Viva Bèrghem
Quasi una fiaba

La famiglia Speciale (di nome e di fatto) che ha regalato il monte Polenta a Clusone

Elena, l'ultima delle tre figlie del dottor Ernesto, giunto dal Sud in Bergamasca nel 1919, ha confermato la donazione già decisa con le sorelle Rosalia e Valentina

La famiglia Speciale (di nome e di fatto) che ha regalato il monte Polenta a Clusone
Viva Bèrghem Val Seriana, 10 Aprile 2021 ore 09:50

di Paolo Aresi

Con un facile gioco di parole, questo regalo al Comune di Clusone è stato definito speciale. Perché, in effetti, si tratta di un dono straordinario: addirittura un monte, il Monte Polenta. Che i clusonesi conoscono benissimo e pure gli vogliono bene per via della sua forma, sinuosa e tonda come quella di una polenta scodellata sull’asse di legno d’abete. Ma un regalo speciale anche perché deciso dalla famiglia che di cognome fa proprio così, Speciale.
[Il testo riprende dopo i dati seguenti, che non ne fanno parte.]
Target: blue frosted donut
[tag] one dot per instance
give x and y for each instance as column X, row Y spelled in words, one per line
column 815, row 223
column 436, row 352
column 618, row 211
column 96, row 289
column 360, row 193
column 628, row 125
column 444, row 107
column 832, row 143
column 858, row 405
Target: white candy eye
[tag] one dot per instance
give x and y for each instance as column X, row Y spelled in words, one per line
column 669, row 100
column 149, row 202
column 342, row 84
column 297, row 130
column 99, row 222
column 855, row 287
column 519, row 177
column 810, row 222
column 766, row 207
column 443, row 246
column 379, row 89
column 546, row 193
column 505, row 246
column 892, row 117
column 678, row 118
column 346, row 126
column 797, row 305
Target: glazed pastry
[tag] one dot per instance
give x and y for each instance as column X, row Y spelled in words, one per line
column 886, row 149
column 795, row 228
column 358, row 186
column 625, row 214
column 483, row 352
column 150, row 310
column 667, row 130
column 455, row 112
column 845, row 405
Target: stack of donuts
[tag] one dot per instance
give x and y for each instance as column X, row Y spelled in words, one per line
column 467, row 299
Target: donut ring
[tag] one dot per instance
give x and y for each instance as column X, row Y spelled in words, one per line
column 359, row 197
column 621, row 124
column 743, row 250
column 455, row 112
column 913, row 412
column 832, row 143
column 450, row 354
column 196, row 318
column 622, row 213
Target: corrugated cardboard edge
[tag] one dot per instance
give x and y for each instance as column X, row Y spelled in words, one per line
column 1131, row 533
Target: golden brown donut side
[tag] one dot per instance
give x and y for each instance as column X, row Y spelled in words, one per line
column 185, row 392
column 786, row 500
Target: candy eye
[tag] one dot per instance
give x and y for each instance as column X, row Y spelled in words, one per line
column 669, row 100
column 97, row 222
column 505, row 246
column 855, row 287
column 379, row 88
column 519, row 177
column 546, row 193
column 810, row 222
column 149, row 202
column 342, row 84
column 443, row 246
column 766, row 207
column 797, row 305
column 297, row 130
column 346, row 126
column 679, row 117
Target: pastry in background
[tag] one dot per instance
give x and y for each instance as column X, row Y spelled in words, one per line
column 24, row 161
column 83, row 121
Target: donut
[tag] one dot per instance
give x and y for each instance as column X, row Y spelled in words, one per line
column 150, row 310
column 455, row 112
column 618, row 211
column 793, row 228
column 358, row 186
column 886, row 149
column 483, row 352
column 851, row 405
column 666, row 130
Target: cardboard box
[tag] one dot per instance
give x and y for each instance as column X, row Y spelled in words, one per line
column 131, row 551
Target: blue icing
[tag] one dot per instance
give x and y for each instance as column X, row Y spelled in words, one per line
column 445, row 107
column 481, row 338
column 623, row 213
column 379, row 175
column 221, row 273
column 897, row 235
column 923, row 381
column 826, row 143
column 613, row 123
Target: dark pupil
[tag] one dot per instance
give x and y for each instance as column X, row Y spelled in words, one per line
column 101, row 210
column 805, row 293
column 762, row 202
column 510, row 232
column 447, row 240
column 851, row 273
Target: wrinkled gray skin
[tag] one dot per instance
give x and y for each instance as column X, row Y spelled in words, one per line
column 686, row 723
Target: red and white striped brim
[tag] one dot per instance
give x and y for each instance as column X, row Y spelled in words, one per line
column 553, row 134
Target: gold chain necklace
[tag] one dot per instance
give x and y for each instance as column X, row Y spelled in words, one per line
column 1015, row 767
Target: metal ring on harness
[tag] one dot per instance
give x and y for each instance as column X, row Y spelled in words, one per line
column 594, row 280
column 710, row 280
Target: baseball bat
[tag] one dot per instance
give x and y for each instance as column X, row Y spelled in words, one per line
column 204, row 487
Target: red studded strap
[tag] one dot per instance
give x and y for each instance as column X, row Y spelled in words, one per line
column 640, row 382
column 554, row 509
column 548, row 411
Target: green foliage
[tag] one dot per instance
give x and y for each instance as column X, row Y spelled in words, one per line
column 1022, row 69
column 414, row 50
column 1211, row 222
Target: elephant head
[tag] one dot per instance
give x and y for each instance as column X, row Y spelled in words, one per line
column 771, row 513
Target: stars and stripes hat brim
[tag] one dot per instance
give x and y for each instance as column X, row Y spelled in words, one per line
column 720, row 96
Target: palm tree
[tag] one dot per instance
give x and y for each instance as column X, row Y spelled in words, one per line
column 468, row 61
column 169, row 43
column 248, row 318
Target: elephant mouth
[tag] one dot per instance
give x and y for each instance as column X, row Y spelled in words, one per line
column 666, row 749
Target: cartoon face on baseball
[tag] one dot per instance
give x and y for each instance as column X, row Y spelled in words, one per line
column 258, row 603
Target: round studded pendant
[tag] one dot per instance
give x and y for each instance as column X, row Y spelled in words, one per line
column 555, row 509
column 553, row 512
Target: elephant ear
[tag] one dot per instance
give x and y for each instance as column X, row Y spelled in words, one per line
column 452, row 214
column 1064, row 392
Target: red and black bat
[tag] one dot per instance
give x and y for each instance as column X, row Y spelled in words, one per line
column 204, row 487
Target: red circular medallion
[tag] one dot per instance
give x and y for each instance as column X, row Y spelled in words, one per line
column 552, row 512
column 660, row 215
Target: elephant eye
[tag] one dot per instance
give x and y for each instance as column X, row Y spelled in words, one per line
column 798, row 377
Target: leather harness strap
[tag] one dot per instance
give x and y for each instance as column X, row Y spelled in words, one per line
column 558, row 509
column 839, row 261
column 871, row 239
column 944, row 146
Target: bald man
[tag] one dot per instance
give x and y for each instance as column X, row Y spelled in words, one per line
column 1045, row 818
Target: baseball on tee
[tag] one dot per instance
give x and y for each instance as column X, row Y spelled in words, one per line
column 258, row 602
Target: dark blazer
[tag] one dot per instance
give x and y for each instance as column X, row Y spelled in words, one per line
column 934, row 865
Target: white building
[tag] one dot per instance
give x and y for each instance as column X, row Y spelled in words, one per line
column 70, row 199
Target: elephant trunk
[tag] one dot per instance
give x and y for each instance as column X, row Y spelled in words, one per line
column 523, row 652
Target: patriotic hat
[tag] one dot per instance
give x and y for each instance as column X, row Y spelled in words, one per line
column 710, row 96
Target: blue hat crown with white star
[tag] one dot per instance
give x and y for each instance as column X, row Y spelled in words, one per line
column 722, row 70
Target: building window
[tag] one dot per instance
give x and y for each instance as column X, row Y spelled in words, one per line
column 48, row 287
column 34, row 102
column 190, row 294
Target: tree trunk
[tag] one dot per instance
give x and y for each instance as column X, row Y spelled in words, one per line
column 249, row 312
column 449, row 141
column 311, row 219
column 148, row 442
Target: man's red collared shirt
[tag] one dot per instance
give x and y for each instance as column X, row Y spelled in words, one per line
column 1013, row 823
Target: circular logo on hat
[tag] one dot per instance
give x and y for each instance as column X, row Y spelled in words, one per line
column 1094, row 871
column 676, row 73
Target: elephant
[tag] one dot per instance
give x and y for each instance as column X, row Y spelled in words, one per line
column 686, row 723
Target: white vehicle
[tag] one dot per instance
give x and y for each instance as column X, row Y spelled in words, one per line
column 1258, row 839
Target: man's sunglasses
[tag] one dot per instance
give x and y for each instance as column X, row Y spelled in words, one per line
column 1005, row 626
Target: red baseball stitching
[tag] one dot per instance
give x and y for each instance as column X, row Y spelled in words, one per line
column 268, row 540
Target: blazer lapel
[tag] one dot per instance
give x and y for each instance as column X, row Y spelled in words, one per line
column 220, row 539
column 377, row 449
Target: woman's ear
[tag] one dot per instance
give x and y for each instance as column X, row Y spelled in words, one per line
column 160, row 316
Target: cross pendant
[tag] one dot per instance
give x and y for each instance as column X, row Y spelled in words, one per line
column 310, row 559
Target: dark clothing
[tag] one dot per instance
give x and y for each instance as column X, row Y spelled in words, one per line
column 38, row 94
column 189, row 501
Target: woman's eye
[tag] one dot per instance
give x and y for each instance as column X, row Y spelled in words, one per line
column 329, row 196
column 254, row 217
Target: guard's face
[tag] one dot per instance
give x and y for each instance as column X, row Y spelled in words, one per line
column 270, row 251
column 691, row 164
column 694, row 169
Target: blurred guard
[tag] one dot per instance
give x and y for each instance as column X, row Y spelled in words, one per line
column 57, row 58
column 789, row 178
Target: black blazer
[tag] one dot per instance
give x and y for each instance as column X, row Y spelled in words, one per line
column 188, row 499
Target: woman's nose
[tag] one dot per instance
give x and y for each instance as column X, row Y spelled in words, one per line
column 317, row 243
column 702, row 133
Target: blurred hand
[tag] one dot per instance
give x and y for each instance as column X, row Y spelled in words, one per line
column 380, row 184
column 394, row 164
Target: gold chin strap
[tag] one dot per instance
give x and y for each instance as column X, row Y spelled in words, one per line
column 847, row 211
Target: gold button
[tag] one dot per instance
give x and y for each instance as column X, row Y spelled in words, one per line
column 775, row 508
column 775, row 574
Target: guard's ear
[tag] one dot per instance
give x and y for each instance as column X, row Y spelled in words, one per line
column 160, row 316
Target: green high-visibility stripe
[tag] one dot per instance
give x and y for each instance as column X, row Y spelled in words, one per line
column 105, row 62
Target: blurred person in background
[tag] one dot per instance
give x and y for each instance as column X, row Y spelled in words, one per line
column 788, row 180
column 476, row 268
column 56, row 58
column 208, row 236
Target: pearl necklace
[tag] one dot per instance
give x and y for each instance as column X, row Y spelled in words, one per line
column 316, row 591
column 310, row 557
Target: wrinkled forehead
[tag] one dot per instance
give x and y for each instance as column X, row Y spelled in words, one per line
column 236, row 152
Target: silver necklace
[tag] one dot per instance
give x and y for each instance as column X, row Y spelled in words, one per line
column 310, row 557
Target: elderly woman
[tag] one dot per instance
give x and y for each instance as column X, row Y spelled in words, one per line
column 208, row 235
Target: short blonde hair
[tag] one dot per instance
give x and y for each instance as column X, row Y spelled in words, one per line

In particolare, la volontà di regalare questo monticello alla comunità era stata manifestata da una delle anziane sorelle, Rosalia, morta un anno e mezzo fa. L’altra sorella, Elena, ha ribadito la volontà di Rosalia e ha perfezionato la donazione. Con alcune, importanti condizioni: primo, che l’area venga destinata a scopi di interesse pubblico e sociale; secondo, che venga esposta una targa commemorativa con questo testo: «In memoria della famiglia del dottor Ernesto Speciale che volle far generosamente dono del monte Castello alla comunità clusonese».

In realtà il monte Castello sarebbe quello - vicino - ribattezzato Collina Verde per via di un locale pubblico che si trova verso la sua sommità; è un’altra collinetta, un po’ più grande del Polenta. Venne chiamato Castello perché lassù - spiega Mino Scandella, storico della cittadina - fu realizzata una fortificazione. Sul vero monte Castello, alias Collina Verde, venne allestito nel 1807 il primo cimitero di Clusone che là rimase fino, più o meno, alla metà di quel secolo.

La famiglia Speciale era originaria di Palermo e approdò all'altopiano dei Baradelli (i clusonesi hanno questo soprannome) nel 1919, appena dopo la Prima Guerra Mondiale, proveniente dall'Italia meridionale: Ernesto, medico condotto, arrivò a Clusone e qui sposò la giovane Carlotta, della nota famiglia Guizzetti, di Clusone. Presero dimora in una villa, costruita negli anni Trenta in stile Liberty, che ancora oggi si trova vicino all'oratorio.

La famiglia Speciale ebbe tre figlie, Valentina, Elena e Rosalia; Rosalia era nata nel 1934 ed è stata segretaria della scuola media di Clusone, è morta un anno e mezzo fa; Elena classe 1927, vedova, docente di Matematica all’Esperia, oggi abita a Bergamo; Valentina, nata nel 1924, era maestra elementare, abitava a Clusone ed è morta tre anni fa.